On August 15, 2016, the Steelers and Gilbert agreed to restructure $3.19 million of his 2016 salary into a bonus in order to clear $2.39 million in cap space.

He started the first four games of the season and injured his ankle during a Week 4 victory over the Kansas City Chiefs. He missed the next three games but was able to return in time for Week 7 contest against the New England Patriots. Gilbert started 13 games and finished the season ranked the 13th best offensive tackle by Pro Football Focus with an overall grade of 87.1.

====2017====
On September 17, 2017, Gilbert suffered a hamstring injury during a 26–9 victory over the Minnesota Vikings. He missed Weeks 3-5 due to the injury and led to Chris Hubbard starting at right tackle in his absence. He returned on October 15, 2017, but left the game after reinjuring his hamstring during a 19–13 win against the Kansas City Chiefs. Gilbert missed the next two games after suffering the setback. On November 20, 2017, Gilbert was suspended for four games for violating the NFL's policy on performance-enhancing substance.

====2018====
Gilbert started five of the first six games before missing Weeks 8–14 with a knee injury. He was ultimately placed on injured reserve on December 15, 2018.

===Arizona Cardinals===
On March 8, 2019, the Steelers agreed to trade Gilbert to the Arizona Cardinals in exchange for a compensatory sixth round pick. The deal became official on March 13, 2019. He was placed on injured reserve on September 10, 2019, with a knee injury.

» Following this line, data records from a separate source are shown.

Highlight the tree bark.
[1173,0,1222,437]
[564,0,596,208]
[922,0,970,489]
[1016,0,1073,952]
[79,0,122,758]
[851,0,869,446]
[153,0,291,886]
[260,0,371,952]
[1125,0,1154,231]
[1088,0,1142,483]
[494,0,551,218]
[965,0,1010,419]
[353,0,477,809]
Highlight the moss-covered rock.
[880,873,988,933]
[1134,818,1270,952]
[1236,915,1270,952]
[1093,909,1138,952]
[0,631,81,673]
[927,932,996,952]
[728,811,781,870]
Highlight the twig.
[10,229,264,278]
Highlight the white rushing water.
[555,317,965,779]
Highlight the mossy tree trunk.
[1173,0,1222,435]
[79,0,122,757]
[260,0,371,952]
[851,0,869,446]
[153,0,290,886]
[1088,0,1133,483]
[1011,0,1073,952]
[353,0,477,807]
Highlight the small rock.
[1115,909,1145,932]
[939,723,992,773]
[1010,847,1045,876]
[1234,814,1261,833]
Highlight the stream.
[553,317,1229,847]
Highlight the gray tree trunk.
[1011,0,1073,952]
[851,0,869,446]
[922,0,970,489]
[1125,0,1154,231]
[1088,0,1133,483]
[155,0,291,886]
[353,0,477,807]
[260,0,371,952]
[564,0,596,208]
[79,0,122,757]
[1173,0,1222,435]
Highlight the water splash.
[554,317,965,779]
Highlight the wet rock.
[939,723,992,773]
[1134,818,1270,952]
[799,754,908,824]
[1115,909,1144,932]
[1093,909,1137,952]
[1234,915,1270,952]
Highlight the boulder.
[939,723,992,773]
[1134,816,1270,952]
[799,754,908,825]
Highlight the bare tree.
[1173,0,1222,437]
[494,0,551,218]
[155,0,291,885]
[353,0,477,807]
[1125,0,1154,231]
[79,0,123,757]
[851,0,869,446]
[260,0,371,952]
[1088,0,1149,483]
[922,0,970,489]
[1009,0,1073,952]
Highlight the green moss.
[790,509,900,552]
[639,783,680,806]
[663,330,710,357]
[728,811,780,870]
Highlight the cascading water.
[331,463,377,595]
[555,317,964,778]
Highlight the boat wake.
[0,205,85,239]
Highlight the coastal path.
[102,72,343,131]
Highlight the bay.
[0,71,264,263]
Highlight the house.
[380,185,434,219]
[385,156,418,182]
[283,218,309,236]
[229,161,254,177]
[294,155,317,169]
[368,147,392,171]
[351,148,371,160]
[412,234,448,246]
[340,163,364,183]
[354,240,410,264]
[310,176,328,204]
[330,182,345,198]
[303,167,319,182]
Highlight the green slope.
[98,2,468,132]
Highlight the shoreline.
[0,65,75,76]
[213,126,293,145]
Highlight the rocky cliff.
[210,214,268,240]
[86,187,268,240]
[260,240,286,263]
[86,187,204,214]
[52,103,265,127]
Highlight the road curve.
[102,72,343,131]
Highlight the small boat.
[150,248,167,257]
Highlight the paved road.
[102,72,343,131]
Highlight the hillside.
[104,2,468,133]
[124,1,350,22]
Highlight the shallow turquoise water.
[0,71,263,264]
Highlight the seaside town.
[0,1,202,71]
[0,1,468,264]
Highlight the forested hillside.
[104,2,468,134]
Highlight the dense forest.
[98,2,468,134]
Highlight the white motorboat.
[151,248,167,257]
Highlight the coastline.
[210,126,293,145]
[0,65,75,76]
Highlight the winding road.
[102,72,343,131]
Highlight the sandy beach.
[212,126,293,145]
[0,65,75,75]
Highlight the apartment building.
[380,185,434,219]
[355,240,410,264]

On March 30, 2020, Gilbert re-signed with the Cardinals. He was placed on the active/non-football illness list at the start of training camp on August 2, 2020. Two days later, Gilbert announced he would opt-out of the 2020 season due to the COVID-19 pandemic. He announced his retirement following the season on April 26, 2021.

==Personal life==
On February 22, 2021, Gilbert married political commentator, congressional candidate and former Miss Ohio Madison Gesiotto. He was baptized into the Catholic Church on April 17, 2022.